Over the years, like so many procedural heroes before her, Brenda has meted out her own version of justice. Given a choice between using deception to extract a confession and performing a straightforward interrogation that could put a killer’s fate in the hands of a judge and jury, Brenda lies without apology. She allows gang members and mobsters to render their own verdicts on their former friends, and all too often they choose execution. The traditional rules of television celebrate this kind of behavior, making heroes of innovative problem-solvers and treating by-the-book types as paperwork-loving dullards.

In this final season, The Closer is challenging that tradition through attorney Peter Goldman, who’s collected a fat file of Brenda’s misdeeds and is suing her, the LAPD, and the city of Los Angeles for her “pattern of denying suspects their constitutional privilege to a fair trial.” Brenda’s protestations that these suspects were murderers and child-molesters—the TV cops’ time-honored scumbag defense—holds no sway with Goldman. “What one knows and what one can prove are two different things,” he tells her. “You don’t seem to get that.” Nor do most police procedurals, but The Closer is putting that convention on trial.

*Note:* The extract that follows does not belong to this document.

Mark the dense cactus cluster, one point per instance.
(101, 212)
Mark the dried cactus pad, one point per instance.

For a viewer, this is remarkably unsettling. In the real world, we’d cheer for Goldman; watching TV, we’re torn between supporting the heroine we’ve long thought of as a force for good, and the pesky weasel who, we realize, is probably in the right. In confronting her own unique kind of corruption, Brenda is redefining the notion of a good cop. She can’t be bribed or bought, but she does take liberties, assigning herself powers she’s not entitled to. Sedgwick’s portrayal of a woman who is suddenly becoming aware of her own shortcomings is truly remarkable.

I suspect the critical establishment withholds its respect from The Closer because it’s more female than most quality television these days. Take a look at the upper reaches of the AV Club’s list of “best TV shows of the ’00s” (a ranking that, even allowing for some idiosyncratic selections, is pretty representative of the critical consensus), and you’ll detect a distinct whiff of testosterone. Brenda is an island of pink in that sea of blue—a purse-carrying, lipstick-wearing, girly girl at that. But she’s also becoming fashionably gray. In an age of anti-heroes, Brenda is the most complex of them all: corrupted by a drive to do good, but forced to consign her own fate to a forum she treats with disdain—the courtroom.

One hundred episodes in, I have no idea if Brenda Leigh Johnson will end up in a jail cell or in the police chief’s office. And the best part is, I don’t know which she deserves.